In my last blog, I described how Fortanix helps customers migrate their workloads across environments of all shapes and sizes—be it on-premises to cloud or between cloud environments.
The figure below depicts how during a migration process, data from structured/ semi-structured/ unstructured sources are ingested either to cloud-native data lakes (Azure Synapse, Big Query, and AWS Redshift or Glue) or customer managed databases such as Oracle or MSSQL, using an ingestion layer in between.
Data lake/ Big Data is an emerging set of technologies enabling organizations greater insight into their ever-growing data, to drive better business decisions and greater customer satisfaction.

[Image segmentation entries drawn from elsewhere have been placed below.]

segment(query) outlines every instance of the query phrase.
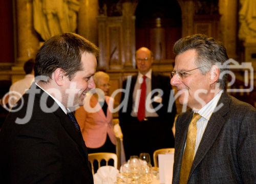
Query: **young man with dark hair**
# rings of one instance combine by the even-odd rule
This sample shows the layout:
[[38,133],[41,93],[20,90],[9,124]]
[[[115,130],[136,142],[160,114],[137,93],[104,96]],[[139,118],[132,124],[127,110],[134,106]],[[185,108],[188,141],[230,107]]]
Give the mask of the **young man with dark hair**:
[[46,41],[35,59],[35,83],[0,132],[2,183],[93,183],[87,149],[70,108],[95,88],[98,48],[64,33]]

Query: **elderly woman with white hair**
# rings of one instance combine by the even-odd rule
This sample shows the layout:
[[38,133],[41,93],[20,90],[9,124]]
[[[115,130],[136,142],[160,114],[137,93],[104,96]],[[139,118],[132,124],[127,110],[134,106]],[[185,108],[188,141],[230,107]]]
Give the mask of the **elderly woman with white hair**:
[[83,106],[75,112],[88,153],[116,152],[116,138],[112,124],[114,99],[108,96],[109,75],[102,71],[94,74],[96,89],[87,94]]

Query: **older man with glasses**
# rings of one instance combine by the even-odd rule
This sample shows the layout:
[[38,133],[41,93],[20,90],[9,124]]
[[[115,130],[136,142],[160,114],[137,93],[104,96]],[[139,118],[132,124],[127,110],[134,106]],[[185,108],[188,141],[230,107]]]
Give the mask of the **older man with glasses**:
[[174,50],[170,83],[191,110],[176,121],[173,184],[255,183],[256,110],[225,91],[226,49],[197,34]]
[[[120,125],[123,134],[126,157],[173,147],[172,132],[176,114],[175,104],[168,109],[172,87],[168,76],[152,71],[152,52],[141,47],[136,53],[138,73],[132,77],[126,105],[119,110]],[[127,88],[128,80],[123,83]],[[121,102],[125,100],[123,93]]]

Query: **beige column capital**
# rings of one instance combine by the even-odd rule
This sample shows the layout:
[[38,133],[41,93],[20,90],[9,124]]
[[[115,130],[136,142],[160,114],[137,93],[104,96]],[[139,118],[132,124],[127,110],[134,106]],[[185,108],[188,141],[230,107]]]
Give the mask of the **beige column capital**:
[[98,43],[98,1],[80,0],[78,33],[94,44]]
[[29,58],[34,58],[39,48],[39,40],[33,27],[32,0],[17,0],[17,63],[23,66]]

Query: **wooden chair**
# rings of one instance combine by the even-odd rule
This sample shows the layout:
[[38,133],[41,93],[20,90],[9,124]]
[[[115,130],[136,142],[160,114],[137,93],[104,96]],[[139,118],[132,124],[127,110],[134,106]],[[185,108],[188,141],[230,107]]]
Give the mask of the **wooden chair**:
[[98,162],[98,168],[97,169],[98,169],[100,167],[100,162],[102,160],[105,160],[106,165],[108,166],[109,165],[109,161],[111,159],[114,160],[114,167],[117,169],[117,156],[116,154],[106,152],[88,154],[88,160],[91,164],[93,174],[94,174],[94,172],[97,171],[97,170],[94,170],[93,166],[94,161],[96,160]]
[[153,154],[154,165],[158,167],[158,154],[174,153],[174,148],[162,148],[155,150]]

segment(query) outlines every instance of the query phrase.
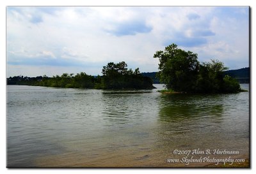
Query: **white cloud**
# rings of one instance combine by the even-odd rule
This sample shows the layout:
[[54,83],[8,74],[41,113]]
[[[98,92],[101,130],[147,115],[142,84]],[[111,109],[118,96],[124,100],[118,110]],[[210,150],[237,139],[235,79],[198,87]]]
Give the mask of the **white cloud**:
[[47,58],[42,61],[48,66],[64,69],[58,66],[68,59],[91,66],[86,73],[93,75],[108,62],[122,61],[142,72],[156,71],[154,54],[173,42],[198,53],[200,61],[219,59],[231,69],[248,64],[244,7],[12,7],[6,21],[8,67],[8,61]]

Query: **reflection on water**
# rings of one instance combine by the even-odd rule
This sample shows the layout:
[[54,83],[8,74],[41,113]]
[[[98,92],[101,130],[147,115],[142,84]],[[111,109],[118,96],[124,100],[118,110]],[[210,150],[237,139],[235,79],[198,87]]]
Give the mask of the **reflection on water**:
[[249,92],[162,94],[163,85],[155,86],[8,86],[8,166],[184,166],[166,163],[177,149],[236,150],[248,157]]

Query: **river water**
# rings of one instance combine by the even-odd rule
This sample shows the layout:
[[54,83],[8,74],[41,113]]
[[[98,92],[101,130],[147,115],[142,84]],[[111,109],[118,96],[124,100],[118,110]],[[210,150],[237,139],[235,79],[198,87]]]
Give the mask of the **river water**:
[[175,149],[237,150],[232,157],[249,158],[249,92],[164,94],[157,92],[163,85],[154,86],[103,91],[8,85],[7,166],[207,164],[167,163],[184,156],[173,154]]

However, the aggregation of data in these lakes also makes them an attractive target for hackers. Organizations should be able to handle this data efficiently and must protect sensitive customer data to comply with local and international privacy laws and compliance requirements.
Securing big data is difficult because of multiple reasons:
- There are multiple feeds of data in real-time from different sources with different protection needs.
- There are multiple types of data combined.
- The data is being accessed by many different users with various analytical requirements.
There are multiple ways to protect the data in Datalake Environment:
-
Database encryption: There are several techniques available for database encryption including Transparent data encryption (TDE) and Column-level encryption. TDE is used to encrypt an entire database. Column-level encryption allows for encryption of individual columns in a database.
-
Application-level encryption: This encryption uses APIs to protect data at the application side.
-
Tokenization: Also known as Format Preserving Encryption (FPE) encrypts the data without changing the original data format. This allows the applications and databases to use the data. Data protection is applied at the field level which enables protecting the sensitive parts of the data and leaving the non-sensitive parts for applications.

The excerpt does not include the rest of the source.